Но мало что увидел батюшка — угол дома, шляпу чью-то круглую, черную, потом лицо орущей бабы, потом древесную ветку — и далее замелькало…

Карета понеслась что было конской прыти.

Вельможа, откачнувшись от окна, сказал «Ф-фу-у» и откинулся на мягкую спинку.
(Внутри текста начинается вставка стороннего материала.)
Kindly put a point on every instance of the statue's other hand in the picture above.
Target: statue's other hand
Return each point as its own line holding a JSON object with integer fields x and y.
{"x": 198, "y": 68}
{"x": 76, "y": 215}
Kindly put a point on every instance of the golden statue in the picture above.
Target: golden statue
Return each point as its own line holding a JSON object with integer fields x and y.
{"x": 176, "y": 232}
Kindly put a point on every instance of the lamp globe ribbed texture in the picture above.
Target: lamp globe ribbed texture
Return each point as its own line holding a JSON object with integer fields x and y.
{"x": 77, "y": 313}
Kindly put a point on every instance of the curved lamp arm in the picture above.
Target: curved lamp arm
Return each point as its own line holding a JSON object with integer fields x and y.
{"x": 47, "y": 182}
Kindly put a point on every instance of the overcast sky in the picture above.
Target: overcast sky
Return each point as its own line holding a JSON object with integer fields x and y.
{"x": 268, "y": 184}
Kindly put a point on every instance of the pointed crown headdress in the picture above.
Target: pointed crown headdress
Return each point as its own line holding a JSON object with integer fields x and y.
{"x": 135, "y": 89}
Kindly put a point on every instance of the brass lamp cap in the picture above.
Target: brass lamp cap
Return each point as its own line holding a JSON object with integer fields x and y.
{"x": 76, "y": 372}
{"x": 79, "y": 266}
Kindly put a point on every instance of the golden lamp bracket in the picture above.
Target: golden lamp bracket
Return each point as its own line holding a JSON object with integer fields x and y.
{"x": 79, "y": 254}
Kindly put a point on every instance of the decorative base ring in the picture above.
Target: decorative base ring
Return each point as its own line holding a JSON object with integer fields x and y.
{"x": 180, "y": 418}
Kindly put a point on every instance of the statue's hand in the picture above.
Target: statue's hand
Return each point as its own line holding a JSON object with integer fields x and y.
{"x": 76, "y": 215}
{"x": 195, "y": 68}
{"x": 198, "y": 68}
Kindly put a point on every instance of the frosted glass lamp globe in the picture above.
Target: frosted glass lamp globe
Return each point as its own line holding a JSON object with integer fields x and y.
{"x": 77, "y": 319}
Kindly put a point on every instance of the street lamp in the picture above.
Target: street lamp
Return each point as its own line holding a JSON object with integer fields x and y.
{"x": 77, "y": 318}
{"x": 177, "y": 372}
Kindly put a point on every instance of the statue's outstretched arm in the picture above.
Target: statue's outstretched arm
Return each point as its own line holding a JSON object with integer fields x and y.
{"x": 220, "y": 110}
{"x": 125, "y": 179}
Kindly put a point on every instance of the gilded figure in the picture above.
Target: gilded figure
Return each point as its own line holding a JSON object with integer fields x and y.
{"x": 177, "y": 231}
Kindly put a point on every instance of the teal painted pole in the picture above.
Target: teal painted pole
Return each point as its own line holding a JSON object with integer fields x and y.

— Что там стряслось? — удивленно спросил батюшка. — Что это ваш Степка коней погнал, как на пожар?

— Дура какая-то прямо под копыта кинулась! — с досадой отвечал вельможа. — На самом повороте! Тоже, поди, от несчастной любви! Хорошо, Степка — кучер толковый — успел по коням ударить, проскочил, ее чуть только и задело. Вот ведь дура! Видит же, что карета едет, — так нет же! В этом городе не извозчиков за резвую езду штрафовать надо — а дур, которые по сторонам поглядеть не умеют! Сказали бы, право, батюшка, проповедь — как себя на улице вести! Неужто у святых отцов о том нет ни словечка?

— Да Господь с вами! — возмутился батюшка. — При святых отцах в каретах не езживали! Могу только после службы особо к пастве обратиться и к осторожности призвать.

— Ну, хоть так… — вельможа надулся, и трудно было понять, что у него на уме. Жаль ли дуры-бабы, беспокойно ли оттого, что не оказал ей помощи, ведь мог хоть рубль дать, чтобы добрые люди ее домой отвезли и бабку-костоправку, коли нужно, позвали…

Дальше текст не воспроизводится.